Des votes de grève sont demandés et auront lieu du 17 novembre au 17 décembre 2003.

Lors de notre vote de grève (12 décembre), le gouvernement crée une nouvelle Agence (ASFC) et renvoie tous ses membres au Conseil du Trésor et à la Table 1. L’équipe doit se rencontrer du 12 au 16 janvier, mais quelles sont les incidences sur les négociations de ce que le gouvernement vient de faire. Pas de problèmes. L’employeur nous dit le 9 janvier qu’il ne sera pas prêt le 12 et remet notre réunion au 15 février : un beau cadeau de la Saint-Valentin. L’équipe décide de demander un conciliateur pour faire débloquer le processus.

Nous voici en février, et nous espérons bien fort que l’intervention d’un conciliateur nous ferait faire quelques progrès. Peine perdue : après trois jours de retards et en l’absence de tout progrès, même le conciliateur décide qu’il ne sert à rien de poursuivre nos réunions. Il n’y a pas eu le moindre progrès.

Le syndicat demande la nomination d’un bureau de conciliation. Des pépins dans le système au sujet du processus de désignation retardent la demande, mais nous parvenons enfin à amener la CRTFP à approuver un bureau de conciliation. Les trois membres sont nommés et nous avons enfin une audition fixée pour les 7 au 10 août.

7 août 2004: début du bureau de conciliation; c’est la première fois que nous sommes dans cette position. Nous ne sommes pas trop optimistes, mais voulons donner une chance au processus. Dans son mot d’ouverture (Thomas Kutner), le président, résume la réalité de la négociation en ces termes : « La négociation, c’est comme un mariage, sauf qu’il n’y a jamais possibilité de divorce.» Wow! Et à la fin du processus, il avait bien raison. Nous avons vu quelques légers progrès, et avons trouvé une solution à certaines de nos revendications, à l’article 18.01, des petits changements à l’article 22 sur la santé et la sécurité et un accord de principe sur l’article 45. Encore une fois, il faut se demander pourquoi il faut tant de temps pour faire si peu. Mais, au moins, nous faisons des progrès. Le président nous demande de passer les quelques premiers jours en médiation mais, alors, le 9, nous sommes appelés à passer au stade des exposés formels au Bureau de conciliation. Le 9 et le 10 sont au moins de longues journées: les équipes font des exposés jusque tard en soirée. Mais au moins nous avons l’impression de travailler. À 21h50, le 10, nous en avons enfin fini. Il ne reste plus qu’à attendre le rapport du Bureau de conciliation dans deux semaines.
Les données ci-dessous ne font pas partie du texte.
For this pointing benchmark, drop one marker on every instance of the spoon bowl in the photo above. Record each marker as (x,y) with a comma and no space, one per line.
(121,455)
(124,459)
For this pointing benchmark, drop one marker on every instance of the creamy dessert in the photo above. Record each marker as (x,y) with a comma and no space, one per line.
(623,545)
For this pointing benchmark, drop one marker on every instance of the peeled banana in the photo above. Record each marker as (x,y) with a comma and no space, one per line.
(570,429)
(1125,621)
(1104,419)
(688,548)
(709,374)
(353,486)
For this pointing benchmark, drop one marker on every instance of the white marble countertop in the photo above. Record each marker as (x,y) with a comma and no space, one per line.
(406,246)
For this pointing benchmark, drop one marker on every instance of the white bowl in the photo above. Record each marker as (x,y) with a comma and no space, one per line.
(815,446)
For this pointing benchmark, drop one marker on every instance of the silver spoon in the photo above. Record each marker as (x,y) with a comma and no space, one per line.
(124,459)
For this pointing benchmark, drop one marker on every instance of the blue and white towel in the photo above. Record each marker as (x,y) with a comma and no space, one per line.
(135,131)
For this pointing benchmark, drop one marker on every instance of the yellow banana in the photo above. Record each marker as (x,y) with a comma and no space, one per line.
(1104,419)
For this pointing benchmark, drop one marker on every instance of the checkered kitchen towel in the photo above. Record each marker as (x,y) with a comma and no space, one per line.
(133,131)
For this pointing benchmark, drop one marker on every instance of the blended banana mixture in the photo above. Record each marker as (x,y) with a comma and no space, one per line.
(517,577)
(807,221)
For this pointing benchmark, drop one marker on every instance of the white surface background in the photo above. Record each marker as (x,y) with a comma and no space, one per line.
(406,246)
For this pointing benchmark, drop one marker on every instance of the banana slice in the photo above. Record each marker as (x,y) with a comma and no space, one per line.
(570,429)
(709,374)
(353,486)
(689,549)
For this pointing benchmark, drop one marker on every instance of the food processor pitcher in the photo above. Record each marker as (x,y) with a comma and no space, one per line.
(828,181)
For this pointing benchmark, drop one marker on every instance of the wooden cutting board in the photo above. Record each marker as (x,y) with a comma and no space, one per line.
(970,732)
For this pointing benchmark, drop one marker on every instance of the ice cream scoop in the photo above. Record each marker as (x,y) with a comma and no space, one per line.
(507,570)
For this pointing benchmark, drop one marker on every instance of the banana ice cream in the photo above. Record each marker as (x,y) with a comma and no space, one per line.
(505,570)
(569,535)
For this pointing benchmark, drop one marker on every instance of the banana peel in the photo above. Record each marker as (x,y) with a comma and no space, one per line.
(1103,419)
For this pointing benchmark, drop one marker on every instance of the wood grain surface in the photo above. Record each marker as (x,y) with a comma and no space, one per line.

Deux semaines s’écoulent. Nous aurions dû réaliser que rien n’arrive jamais au moment prévu dans les négociations. Le Bureau de conciliation accorde une prolongation au président, et il faut maintenant attendre le 27 pour voir le rapport.

Le rapport est déposé et l’équipe est très heureuse de son contenu. Non, nous n’avons pas tout ce que nous voulions, mais cela nous paraît pouvoir former la base d’un règlement. L’AFPC convoque l’équipe à Ottawa le 1er septembre et prend contact avec l’employeur : « êtes-vous disposé à nous rencontrer pour discuter du rapport? » Après plusieurs réunions entre les politiciens et l’employeur, le dimanche 5 septembre, nous convenons de nous réunir le 6 et le 7, et la date limite coïncide avec notre date limite pour la grève. C’en est fait de notre fête du Travail.

14h45, 6 septembre : La rencontre avec l’employeur débute, et il propose le renouvellement de tous les articles mentionnés dans le rapport du bureau de conciliation. L’employeur indique ensuite qu’il a besoin de voir une expression très claire de notre volonté de régler pour bien moins que la recommandation du bureau de conciliation : « Si nous n’acceptons pas de bouger, nous aurons beaucoup de difficulté à conclure un accord.» L’employeur révise alors son offre monétaire: 2,25 % le 1er nov. 2003, 1,75 % le 1er nov. 2004, et 1,75 % le 1er nov. 2005. L’employeur dit que cela reflète un point terminal virtuel quant à sa marge de manœuvre. Après plusieurs autres réunions avec l’employeur, à 20h37, le 7 septembre, on nous demande d’informer l’employeur que nous avons fait un bon bout de chemin dans la dernière année et que nous ne pouvons plus bouger. Les conséquences sont très graves, vu que nos 30 000 membres seront en position légale de grève dans trois heures. Mais nous ne pouvons pas aller plus loin.

À 21h00, le 7 septembre, l’équipe se trouve incapable de conclure une convention collective, et nous allons maintenant demander à nos membres de confirmer le vote qu’ils nous ont accordé il y a si longtemps. Les actions de grève sont imminentes.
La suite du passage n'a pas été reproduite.